Voilà. Si-Daha ne m’adressa pas un mot du voyage qui m’emmenait de l’aéroport à la résidence de Nicolas. Shanghai est vraiment une ville extraordinaire. Nous passons la rue piétonne de Nankin et Si-Daha me déposa alors dans un hôtel du centre-ville. Il me tendit un papier où était inscrit « RDV demain 11h à l’entraînement du club, Si-Daha passera te prendre sur le chemin ». Il aurait pu signer « Nico, qui te la met bien profond ». Exténué, je m’endors immédiatement.

Habitué à vivre la nuit et à me réveiller à 19 heures avec une haleine de Borloo, je ne ressentais pas vraiment le décalage horaire. Et comme prévu, Si-Daha était là, le lendemain matin, pour m’amener à l’entraînement. Arrivé sur place, Nicolas était présent. Un noir au milieu de jaunes, comme un maillot de Dortmund.

« Eddy ! Comment tu vas ? Tu vois. Je vais commencer l’entraînement dans 5 minutes, je te propose de regarder tout ça, tu vois »

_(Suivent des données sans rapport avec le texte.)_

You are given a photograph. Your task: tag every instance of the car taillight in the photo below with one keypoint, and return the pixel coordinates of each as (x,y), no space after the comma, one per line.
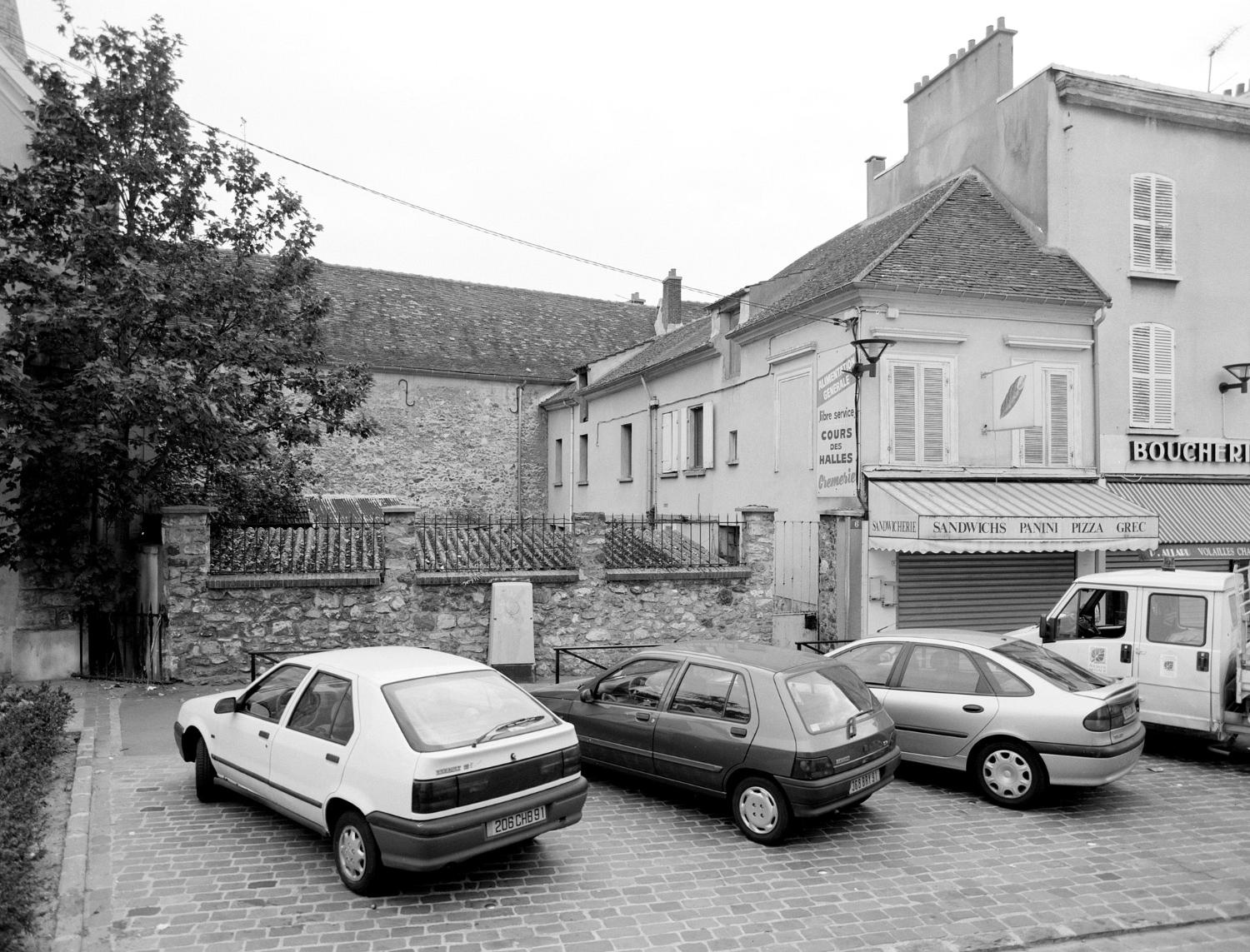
(1108,717)
(430,796)
(812,767)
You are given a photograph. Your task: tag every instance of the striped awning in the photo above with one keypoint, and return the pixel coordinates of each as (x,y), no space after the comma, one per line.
(1192,511)
(974,516)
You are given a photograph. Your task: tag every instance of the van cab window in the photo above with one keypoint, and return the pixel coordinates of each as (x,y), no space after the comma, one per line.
(1092,614)
(1177,619)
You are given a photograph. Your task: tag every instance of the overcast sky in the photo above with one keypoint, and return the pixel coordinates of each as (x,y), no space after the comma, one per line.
(719,137)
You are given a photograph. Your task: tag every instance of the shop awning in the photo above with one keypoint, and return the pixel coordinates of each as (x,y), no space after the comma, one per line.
(972,516)
(1194,512)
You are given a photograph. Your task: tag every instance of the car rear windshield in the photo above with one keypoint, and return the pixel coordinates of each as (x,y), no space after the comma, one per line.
(1052,666)
(828,697)
(455,710)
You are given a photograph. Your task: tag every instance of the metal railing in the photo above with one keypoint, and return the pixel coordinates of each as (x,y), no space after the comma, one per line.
(672,542)
(622,652)
(448,544)
(357,546)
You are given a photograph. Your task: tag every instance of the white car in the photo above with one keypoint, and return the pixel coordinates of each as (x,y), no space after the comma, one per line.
(408,757)
(1017,716)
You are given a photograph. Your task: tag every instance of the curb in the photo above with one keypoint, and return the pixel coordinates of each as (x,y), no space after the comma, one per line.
(72,891)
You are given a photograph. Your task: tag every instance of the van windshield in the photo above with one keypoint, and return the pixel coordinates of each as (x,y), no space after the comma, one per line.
(1052,666)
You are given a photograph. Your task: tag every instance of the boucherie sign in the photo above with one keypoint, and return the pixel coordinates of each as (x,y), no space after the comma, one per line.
(1199,451)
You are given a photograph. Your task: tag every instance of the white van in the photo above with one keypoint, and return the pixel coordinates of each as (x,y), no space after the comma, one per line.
(1182,634)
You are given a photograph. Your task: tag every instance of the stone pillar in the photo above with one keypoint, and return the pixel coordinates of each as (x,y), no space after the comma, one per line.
(185,537)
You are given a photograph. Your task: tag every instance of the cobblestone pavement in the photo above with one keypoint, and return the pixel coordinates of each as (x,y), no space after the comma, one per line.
(1158,861)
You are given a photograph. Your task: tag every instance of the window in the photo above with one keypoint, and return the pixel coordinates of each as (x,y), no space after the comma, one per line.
(1177,620)
(627,451)
(269,699)
(937,669)
(639,682)
(919,412)
(324,710)
(712,692)
(1152,369)
(1052,444)
(1152,232)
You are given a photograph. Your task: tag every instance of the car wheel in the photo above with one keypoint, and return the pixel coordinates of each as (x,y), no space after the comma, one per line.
(355,854)
(205,787)
(762,810)
(1010,774)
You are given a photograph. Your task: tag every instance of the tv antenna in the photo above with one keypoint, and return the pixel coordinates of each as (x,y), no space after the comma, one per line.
(1215,49)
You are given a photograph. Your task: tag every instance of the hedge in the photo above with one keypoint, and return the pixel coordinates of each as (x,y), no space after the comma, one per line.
(32,725)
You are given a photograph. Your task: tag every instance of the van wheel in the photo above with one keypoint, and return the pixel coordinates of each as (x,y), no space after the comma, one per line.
(205,789)
(762,810)
(1010,774)
(355,854)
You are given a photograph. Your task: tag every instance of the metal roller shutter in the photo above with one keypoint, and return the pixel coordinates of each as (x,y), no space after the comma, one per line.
(1115,561)
(989,592)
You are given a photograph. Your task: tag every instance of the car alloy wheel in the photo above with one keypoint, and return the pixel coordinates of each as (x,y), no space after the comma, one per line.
(1010,774)
(762,810)
(355,854)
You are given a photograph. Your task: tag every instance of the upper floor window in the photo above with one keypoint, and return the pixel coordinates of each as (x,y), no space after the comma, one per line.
(1152,234)
(1152,376)
(1054,442)
(919,412)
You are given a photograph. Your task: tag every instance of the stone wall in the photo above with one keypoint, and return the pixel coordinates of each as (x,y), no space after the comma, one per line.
(214,621)
(445,445)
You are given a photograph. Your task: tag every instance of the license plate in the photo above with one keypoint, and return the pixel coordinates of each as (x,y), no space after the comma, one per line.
(507,825)
(868,780)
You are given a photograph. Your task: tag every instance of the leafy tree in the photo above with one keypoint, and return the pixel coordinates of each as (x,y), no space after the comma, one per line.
(164,340)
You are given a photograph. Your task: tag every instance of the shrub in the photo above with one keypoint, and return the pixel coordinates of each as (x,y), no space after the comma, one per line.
(32,724)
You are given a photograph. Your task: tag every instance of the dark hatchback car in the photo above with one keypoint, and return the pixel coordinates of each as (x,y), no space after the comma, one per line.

Le terrain mesurait 30 kilomètres de long environ. Les joueurs couraient pendant 15 minutes pour rallier le camp adverse. Un spectateur me précisa que parfois, il fallait arrêter le match, et le reprendre à l’épisode suivant. Anelka évoluait en pointe avec Olivier Atton, un jeune prodige du coin. De l’autre côté du terrain, le gardien de but Thomas Price, ne laissait aucune chance aux attaquants adverses. J’ai aussi remarqué que les joueurs commentaient toutes leurs actions, comme s’ils n’avaient que ça à foutre. Un monde de cocaïnomanes.

Je retrouve Anelka à la fin de l’entraînement pour le féliciter de son but.

« Merci. Il a suffi de trouver le bon équipier. Une passe, un crochet et on a marqué. Nous jouons contre l’équipe de Marc Landers à la prochaine journée, c’est un peu le clasico ici, tu vois »

Nico semblait s’épanouir dans ce nouvel environnement. Et j’étais content pour lui. Son reportage, il le méritait.

Et puis, comme il dit, « rien à foutre de la Coupe du Monde quand t’as appris le tir du faucon ». C’était pas faux.